Queue Patterns and Best Practices
Building reliable queue-based systems requires understanding common patterns, handling failures gracefully, and following best practices. This guide covers battle-tested patterns and lessons learned from production systems.
Common Queue Patterns
1. Simple Queue (Job Queue)
The most basic pattern: producer adds jobs, worker processes them.
// Producer: Add job
await queue.add('send-email', {
to: '[email protected]',
subject: 'Welcome!',
body: 'Thanks for signing up!',
});
// Worker: Process job
queue.process('send-email', async (job) => {
const { to, subject, body } = job.data;
await emailService.send(to, subject, body);
});
When to use:
- Background tasks in a single application
- Decoupling request/response from processing
- Simple asynchronous work
Example use cases:
- Email sending
- Image resizing
- Report generation
- Data cleanup
2. Pub/Sub (Fan-Out)
One event triggers multiple independent consumers.
// Publisher: Emit event
await eventBus.publish('user.created', {
userId: '123',
email: '[email protected]',
name: 'John Doe',
});
// Subscriber 1: Send welcome email
eventBus.subscribe('user.created', async (event) => {
await sendWelcomeEmail(event.email, event.name);
});
// Subscriber 2: Create Stripe customer
eventBus.subscribe('user.created', async (event) => {
await stripe.customers.create({
email: event.email,
metadata: { userId: event.userId },
});
});
// Subscriber 3: Track analytics
eventBus.subscribe('user.created', async (event) => {
await analytics.track('User Signed Up', event);
});
// Subscriber 4: Notify Slack
eventBus.subscribe('user.created', async (event) => {
await slack.notify(`New user: ${event.name} (${event.email})`);
});
Benefits:
- ✅ Loose coupling (subscribers don't know about each other)

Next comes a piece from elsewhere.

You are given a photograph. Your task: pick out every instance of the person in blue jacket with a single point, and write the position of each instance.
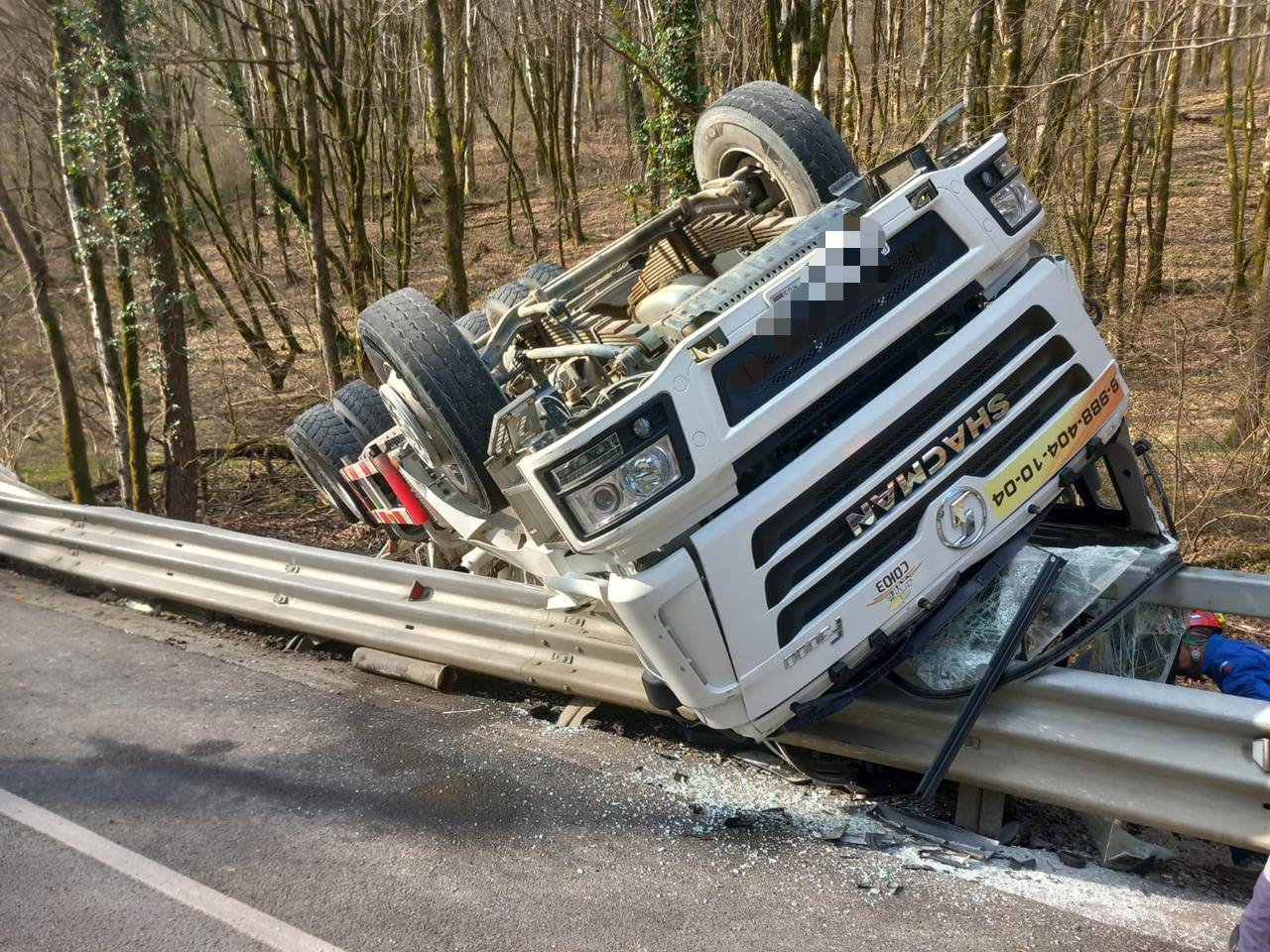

- ✅ Easy to add new subscribers
- ✅ Failures isolated (one subscriber failing doesn't affect others)
- ✅ Scalable (each subscriber can scale independently)
When to use:
- Event-driven architectures
- Microservices
- Need multiple systems to react to same event
- Want to add functionality without changing producers
Example use cases:
- User lifecycle events (signup, upgrade, churn)
- Order processing (order created → notify, fulfill, invoice)
- Content publishing (publish article → index, notify, cache)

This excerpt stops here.